Home > Cricket > Special
The Rediff Special
A reign to remember
May 04, 2005
- Steve Waugh led in 57 Tests, won 41, lost 9, drew 7
Steve Waugh took Australian cricket to heights never reached before.
He succeeded Mark Taylor as Test captain in 1999 and led Australia in 15 of their world record 16 successive Test victories.
His double century (200) in the fourth Test against the West Indies helped Australia script a memorable 2-1 series triumph in the Caribbean, which started the team's winning streak.
During the late nineties, he was regarded as one of the world's best middle-order batsmen, the most difficult to dismiss.
Bowlers hurled everything at him, from spin to pace, but returned to their mark breathless, and disappointed, as Waugh stood tall.
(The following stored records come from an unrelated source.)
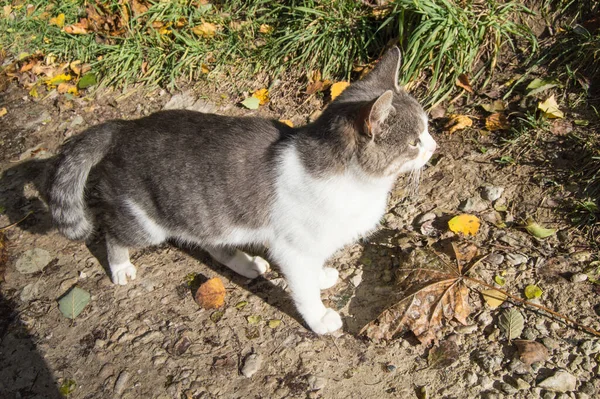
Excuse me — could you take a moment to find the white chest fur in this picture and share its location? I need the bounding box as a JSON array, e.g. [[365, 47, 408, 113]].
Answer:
[[271, 147, 394, 257]]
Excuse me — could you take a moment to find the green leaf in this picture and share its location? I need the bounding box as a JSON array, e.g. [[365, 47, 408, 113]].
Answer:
[[58, 287, 90, 319], [58, 378, 77, 396], [242, 97, 260, 109], [525, 218, 556, 239], [77, 72, 97, 89], [498, 308, 525, 341], [525, 284, 544, 299]]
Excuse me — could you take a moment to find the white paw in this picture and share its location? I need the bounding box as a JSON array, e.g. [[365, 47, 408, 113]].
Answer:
[[319, 267, 340, 290], [110, 262, 137, 285], [308, 308, 342, 335]]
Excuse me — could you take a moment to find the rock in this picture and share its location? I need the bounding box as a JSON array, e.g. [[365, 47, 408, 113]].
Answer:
[[19, 280, 44, 302], [481, 186, 504, 202], [242, 353, 262, 378], [458, 197, 488, 212], [15, 248, 52, 274], [485, 252, 504, 266], [579, 340, 600, 356], [571, 273, 588, 283], [506, 253, 527, 266], [308, 375, 327, 391], [538, 371, 577, 392], [115, 370, 130, 395]]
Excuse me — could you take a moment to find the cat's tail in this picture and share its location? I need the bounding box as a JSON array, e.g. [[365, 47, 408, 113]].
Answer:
[[48, 122, 118, 240]]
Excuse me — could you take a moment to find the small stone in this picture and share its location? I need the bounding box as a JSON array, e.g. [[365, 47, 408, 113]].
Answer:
[[458, 197, 488, 212], [242, 353, 262, 378], [538, 371, 577, 392], [15, 248, 52, 274], [456, 324, 478, 334], [571, 273, 588, 283], [481, 186, 504, 202], [485, 252, 504, 266], [115, 370, 130, 395], [506, 253, 527, 266], [308, 375, 327, 391]]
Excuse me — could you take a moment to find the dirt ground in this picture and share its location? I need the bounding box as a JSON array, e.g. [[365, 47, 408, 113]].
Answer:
[[0, 78, 600, 399]]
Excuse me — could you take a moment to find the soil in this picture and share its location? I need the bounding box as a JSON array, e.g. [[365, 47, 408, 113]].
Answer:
[[0, 78, 600, 398]]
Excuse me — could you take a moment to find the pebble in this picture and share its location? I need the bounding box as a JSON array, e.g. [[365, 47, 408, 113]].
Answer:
[[538, 371, 577, 392], [15, 248, 52, 274], [506, 253, 527, 266], [458, 197, 488, 212], [481, 186, 504, 202], [571, 273, 588, 283], [308, 375, 327, 391], [115, 370, 130, 395], [242, 353, 262, 378]]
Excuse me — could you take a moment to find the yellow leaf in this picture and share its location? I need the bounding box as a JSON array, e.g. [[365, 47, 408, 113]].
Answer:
[[192, 22, 217, 37], [445, 115, 473, 133], [329, 82, 350, 100], [45, 73, 71, 86], [252, 89, 269, 105], [481, 290, 506, 309], [448, 213, 480, 236], [49, 13, 65, 28], [258, 24, 273, 34], [538, 95, 565, 119], [194, 277, 225, 309], [485, 112, 510, 132]]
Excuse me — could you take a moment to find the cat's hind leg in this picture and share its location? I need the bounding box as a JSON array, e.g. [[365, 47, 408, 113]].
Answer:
[[206, 247, 269, 278], [106, 234, 137, 285]]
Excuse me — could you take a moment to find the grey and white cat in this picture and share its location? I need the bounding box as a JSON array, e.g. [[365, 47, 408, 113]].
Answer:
[[48, 47, 436, 334]]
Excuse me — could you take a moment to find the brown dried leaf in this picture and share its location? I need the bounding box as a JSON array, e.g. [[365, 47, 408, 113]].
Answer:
[[194, 277, 225, 309], [513, 339, 550, 366], [361, 250, 471, 345]]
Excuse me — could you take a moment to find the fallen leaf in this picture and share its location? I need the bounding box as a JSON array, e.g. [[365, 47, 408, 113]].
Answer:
[[513, 339, 550, 366], [361, 250, 479, 345], [48, 13, 65, 28], [329, 82, 350, 100], [252, 89, 269, 105], [525, 284, 544, 299], [456, 73, 473, 94], [485, 112, 510, 132], [525, 218, 556, 239], [444, 115, 473, 134], [192, 22, 217, 38], [242, 97, 260, 109], [538, 95, 565, 119], [427, 340, 460, 369], [258, 24, 273, 35], [194, 277, 225, 309], [267, 319, 281, 328], [448, 213, 480, 236], [58, 287, 91, 319], [481, 290, 507, 309], [498, 308, 525, 342], [481, 100, 506, 114]]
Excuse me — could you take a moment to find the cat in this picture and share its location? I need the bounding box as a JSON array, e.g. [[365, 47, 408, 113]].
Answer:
[[48, 47, 436, 334]]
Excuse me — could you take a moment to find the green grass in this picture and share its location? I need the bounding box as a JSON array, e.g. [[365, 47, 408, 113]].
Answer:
[[0, 0, 536, 105]]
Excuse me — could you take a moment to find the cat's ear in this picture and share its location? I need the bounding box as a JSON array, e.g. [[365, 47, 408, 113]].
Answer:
[[362, 90, 394, 138], [364, 46, 402, 92]]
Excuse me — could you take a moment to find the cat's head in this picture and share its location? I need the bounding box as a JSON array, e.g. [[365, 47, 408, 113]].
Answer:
[[332, 47, 436, 176]]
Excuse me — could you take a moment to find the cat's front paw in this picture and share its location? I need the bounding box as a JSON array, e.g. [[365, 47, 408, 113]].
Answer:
[[110, 262, 137, 285], [319, 267, 340, 290], [308, 308, 342, 335]]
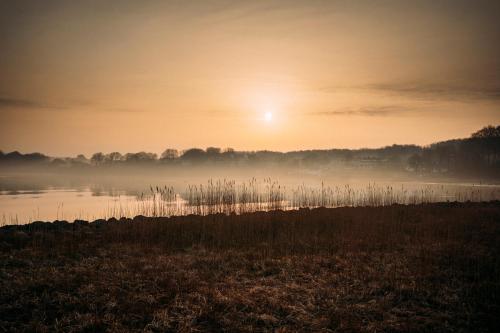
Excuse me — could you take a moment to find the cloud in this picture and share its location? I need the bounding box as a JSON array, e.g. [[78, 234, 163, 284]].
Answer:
[[310, 105, 418, 117], [0, 96, 53, 109], [363, 82, 500, 100]]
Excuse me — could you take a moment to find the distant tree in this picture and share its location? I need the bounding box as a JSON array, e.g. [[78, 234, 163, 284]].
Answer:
[[472, 125, 500, 139], [181, 148, 205, 161], [104, 151, 123, 163], [75, 154, 88, 162], [408, 154, 423, 172], [125, 151, 158, 162], [207, 147, 221, 156], [160, 148, 179, 160], [90, 152, 105, 165]]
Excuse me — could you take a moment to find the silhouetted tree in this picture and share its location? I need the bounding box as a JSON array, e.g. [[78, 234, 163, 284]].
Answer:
[[104, 151, 123, 163], [160, 148, 179, 160], [90, 152, 104, 165], [472, 125, 500, 138]]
Nothing could get him down, not even a blow on the body or helmet.
One of the regrets of his career is not being able to win a series in India, something he publicly declared.
It was appropriate that he retired in January 2004, after playing in one of the best-ever series against his most fierce opponents.
That India-Australia series will be remembered for the gutsy batting of Waugh in the final Test and the fitting emotional farewell that followed.
One of the important aspects of Waugh's captaincy was that he drew respect and trust from his team.
"If Steve asked me to run into a brick wall, I would run as fast as I could and hit the wall as hard as I could. I would not question his request. I trust and respect everything he says," Justin Langer said, when questioned about his relationship with Waugh.
Waugh captained Australia in 57 Tests, winning 41 of those, and drawing only 7, for an astonishing win percentage of 71.93.
His batting record was even more impressive. He amassed 10,927 runs in 168 Tests at 51.06, with 32 centuries and 50 half-centuries.
He quit cricket at 36, and there was no doubt that when he left he had established Australia as the super-power of world cricket.